The apex court has ruled that the obstinacy of the self-financing medical college managements to continue with a fee of Rs 5 lakh and Rs 6 lakh as bank guarantee for admissions to 85 per cent of the seats, was justifiable. The court also sharply criticized the state government for not reaching a final decision on fixing the admission fee for the last ten years. Although the fee for seats in self-financing medical colleges received this year will be according to the decisions taken by the government, the court verdict also states that the managements aren’t prevented from approaching the Supreme Court if the fee fixed by the government was less. It means that Justice R Rajendra Babu Committee appointed for deciding the fee structure will not be able to overcome the obstinacy of the managements of fixing the admission fee as Rs 11 lakh.
The court verdict came as a heavy blow to the aspiring students who recently came for admission to the medical colleges with Rs 5 lakh, along with their parents, and had to return with shattered dreams. They include even the poor who squirrelled away the hard-earned money gained by selling whatever they had and through borrowing. When the National Eligibility and Entrance Test (NEET) came into force, they were elated and relieved believing that it was merit and not money which was the criteria for medical admissions. But the verdict of the Supreme Court proved that it was only money indeed which was the final deciding authority. When the self-financing managements succeeded in convincing the court that the institutions couldn’t be run without a bank guarantee of Rs 6 lakh, the prominent attorney appearing for the state government failed to negate their contentions by citing the actual facts and estimates. Why he didn’t even bother to convince the court about the truth that it was only a college which failed to reach an agreement with the government that asked to remit a fee of Rs 10 lakh, last year, remains unanswered.

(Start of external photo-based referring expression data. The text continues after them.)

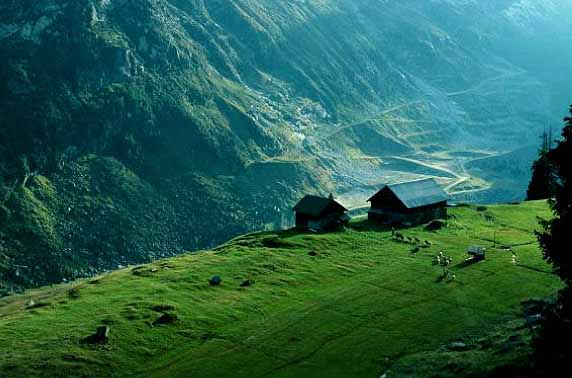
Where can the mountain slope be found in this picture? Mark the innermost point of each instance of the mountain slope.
(346, 304)
(210, 118)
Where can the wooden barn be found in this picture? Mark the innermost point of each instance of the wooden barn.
(411, 202)
(320, 214)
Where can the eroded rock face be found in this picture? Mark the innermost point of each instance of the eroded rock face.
(216, 116)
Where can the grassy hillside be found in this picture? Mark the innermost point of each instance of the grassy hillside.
(353, 303)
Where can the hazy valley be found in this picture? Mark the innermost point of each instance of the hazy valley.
(134, 130)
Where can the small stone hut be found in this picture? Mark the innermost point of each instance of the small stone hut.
(410, 202)
(320, 214)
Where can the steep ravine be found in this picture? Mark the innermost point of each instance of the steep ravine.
(133, 130)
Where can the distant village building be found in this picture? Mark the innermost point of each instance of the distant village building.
(320, 214)
(476, 252)
(409, 202)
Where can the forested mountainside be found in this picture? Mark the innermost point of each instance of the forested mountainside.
(131, 130)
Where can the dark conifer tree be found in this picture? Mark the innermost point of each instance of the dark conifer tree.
(554, 344)
(542, 183)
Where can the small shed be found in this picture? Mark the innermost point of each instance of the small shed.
(476, 252)
(409, 202)
(320, 213)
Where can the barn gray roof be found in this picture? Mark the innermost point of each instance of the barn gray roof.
(316, 206)
(414, 194)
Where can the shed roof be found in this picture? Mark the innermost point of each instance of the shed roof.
(316, 206)
(414, 194)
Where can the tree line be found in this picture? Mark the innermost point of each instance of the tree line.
(552, 180)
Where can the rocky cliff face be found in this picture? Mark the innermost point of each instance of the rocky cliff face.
(131, 130)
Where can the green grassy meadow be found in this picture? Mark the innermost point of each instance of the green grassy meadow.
(355, 303)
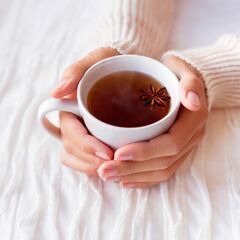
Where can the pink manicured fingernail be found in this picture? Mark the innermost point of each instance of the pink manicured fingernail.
(110, 173)
(61, 85)
(113, 179)
(124, 158)
(127, 185)
(102, 155)
(193, 97)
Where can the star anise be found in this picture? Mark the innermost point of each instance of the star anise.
(154, 97)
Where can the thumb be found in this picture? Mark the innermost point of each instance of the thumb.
(190, 92)
(191, 85)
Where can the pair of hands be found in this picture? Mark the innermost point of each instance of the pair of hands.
(141, 164)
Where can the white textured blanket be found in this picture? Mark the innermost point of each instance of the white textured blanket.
(40, 199)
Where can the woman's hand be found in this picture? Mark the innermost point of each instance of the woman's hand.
(82, 151)
(145, 164)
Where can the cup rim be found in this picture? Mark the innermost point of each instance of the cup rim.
(110, 59)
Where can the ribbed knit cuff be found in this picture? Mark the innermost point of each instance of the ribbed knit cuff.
(136, 26)
(219, 65)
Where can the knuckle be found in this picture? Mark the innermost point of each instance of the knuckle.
(91, 172)
(166, 162)
(68, 147)
(176, 146)
(94, 161)
(165, 175)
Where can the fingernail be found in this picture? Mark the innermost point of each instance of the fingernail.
(113, 179)
(100, 174)
(102, 155)
(61, 84)
(193, 97)
(124, 158)
(110, 173)
(127, 185)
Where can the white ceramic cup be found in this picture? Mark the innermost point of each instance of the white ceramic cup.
(115, 136)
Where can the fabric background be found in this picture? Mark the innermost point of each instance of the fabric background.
(41, 199)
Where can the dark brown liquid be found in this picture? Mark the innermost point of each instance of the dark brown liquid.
(115, 99)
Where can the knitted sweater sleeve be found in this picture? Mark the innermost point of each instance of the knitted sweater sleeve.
(219, 65)
(136, 26)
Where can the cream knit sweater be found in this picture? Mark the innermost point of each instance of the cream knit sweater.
(142, 27)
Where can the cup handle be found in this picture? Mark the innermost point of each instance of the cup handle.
(51, 105)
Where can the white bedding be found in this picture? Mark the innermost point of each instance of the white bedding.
(41, 199)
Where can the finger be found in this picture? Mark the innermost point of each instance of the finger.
(120, 168)
(74, 72)
(168, 144)
(70, 79)
(76, 134)
(191, 84)
(138, 184)
(152, 176)
(91, 159)
(74, 163)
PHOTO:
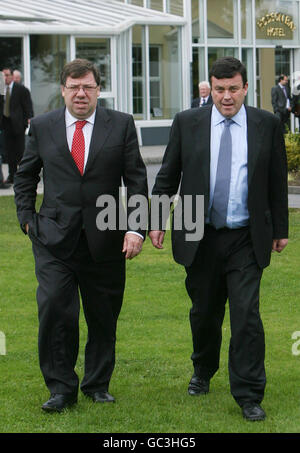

Chief Minister Pinarayi Vijayan has said that the poor students who were eligible for admission wouldn’t lose their chance due to the verdict. He said that the government would help the students get a bank guarantee and if needed, a loan for their admissions. While the promises are expected to be fulfilled, we couldn’t help but point out the fact that the education loans for poor students continue as a headache and a heavy burden. While the banks face crisis due to the delay or discontinuation of crores of repayment, graduates find themselves in crunch when they fail to repay the loans unable to find jobs on time. Not only thousands of engineers, but there are an equal number of MBBS and BDS graduates who sit idle with no job. The senseless stubbornness of the parents and students of wanting to acquire the medical and engineering seats at any cost, is another reason for the crisis.
The government and other organisations should initiate steps to create an awareness about higher education and employment opportunities in Kerala where unemployment of educated youth is acute. The root cause of the newly generated crisis is due to the realization of the blade money lenders that running educational institutions were more easy and profitable. It is a fact that there are several private medical colleges in the state run by managements that lack the minimum required facilities and infrastructure, hire qualified officials 'on time' to fool the examiners who come to assess the 'quality' of the institute. The managements even succeed in 'taming' the examiners. The standard of most of the self-financing medical colleges and dental colleges are below average. The kind of medical service provided by the ‘doctors’ who pass out of such colleges could only be assumed. In short, the field of medical science demands an extensive revamp. It’s high time that specific and stringent criteria are put in place as well as the admission process as well as management of institutions are controlled sensibly and compassionately. The government is expected to display diligence in making the admission process to the self-financing medical colleges permanent, transparent and error-free.